In 2005, David Bronner, CEO (cosmic engagement officer) and grandson of the original Dr. Bronner, realized that to adhere to his company’s core principles, they needed to go beyond the organic certification that they had earned two years earlier. “The problem with organic as a standard is it’s more about what you shouldn’t do and not what you should do,” Bronner says. Organic certification bans synthetic fertilizers and pesticides yet gives no direction on maintaining soil fertility or sequestering carbon.
The family-owned company reached out to the Rodale Institute, a leader in organic farming, to develop the most advanced and comprehensive standard for regenerative farming. Patagonia, the clothier known for its corporate consciousness, and other organizations also got on board. In its simplest terms, regenerative farming recognizes that soil is more than just dirt. Microorganisms, fungi, worms, and other organisms create a holistic living system that retains water and increases crop yield while sequestering carbon in the soil. The new standard, Regenerative Organic Certified, was launched in 2018.
Dr. Bronner’s promotes intercropping, the cultivation of two or more crops simultaneously. Crops are also rotated through annual cycles, including noncash cover crops that are grown to put nutrients into the soil. In many cases, Dr. Bronner’s is the majority owner of a farm or the largest customer, which helps it enforce its standards.
In places like Ghana, the soap-making company (and now chocolate-making!) supports dynamic agroforestry. Crops such as cocoa and oil palm are densely cultivated along with bananas and papayas. “You’ve got different canopy heights of complementary tree species. It’s like a wild ecosystem. You have tall trees, mid-level trees, bushes, and ground cover,” says Bronner. “That maximizes photosynthetic capture and biomass yield and minimizes weed and pest pressure.”
Coconut, palm oil, mint, and other raw materials come from countries as diverse as Ivory Coast, Madagascar, and India. As conditions in each country and each crop differ, the new certification sets no exact farming rules. “What we are mandating is that your soil health needs to be increasing year to year,” Bronner says. “That five years later a farm can show measurable improvement in its soil quality.”
To develop animal husbandry standards, Dr. Bronner’s worked with Compassionate World Farming, an organization that advocates for more humane treatment of farm animals. Bronner says, “We want no confined factory farms, no confined systems. It all has to be pasture-based, where the animal lives a good life and fulfills instinctual behaviors.”
He also realized organic certification gave little visibility into conditions for farmers, workers, and their communities. Nothing in the certification covered wages or working conditions. Developed with the Fair World Project, regenerative certification bans child or forced labor. It mandates living wages and bans sexual harassment. Farmers must receive a fair price for their crops, and food processing must be done in a facility that pays good wages.

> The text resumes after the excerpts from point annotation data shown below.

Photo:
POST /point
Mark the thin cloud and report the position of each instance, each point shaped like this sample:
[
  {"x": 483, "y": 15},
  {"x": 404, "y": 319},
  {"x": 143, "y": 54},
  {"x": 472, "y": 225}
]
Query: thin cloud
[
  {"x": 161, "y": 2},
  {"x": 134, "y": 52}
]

Bronner encourages other businesses to follow their lead and adopt responsible practices. “Companies that make a like-minded choice, you’ll increase your costs somewhat, but you’re doing a responsible ecological thing,” he says. “Doing the right thing can be very lucrative. We’re an economically thriving and growing business. There are increasing numbers of consumers that want to be assured that the people involved in making their products and growing their food were not shafted and weren’t exploited.”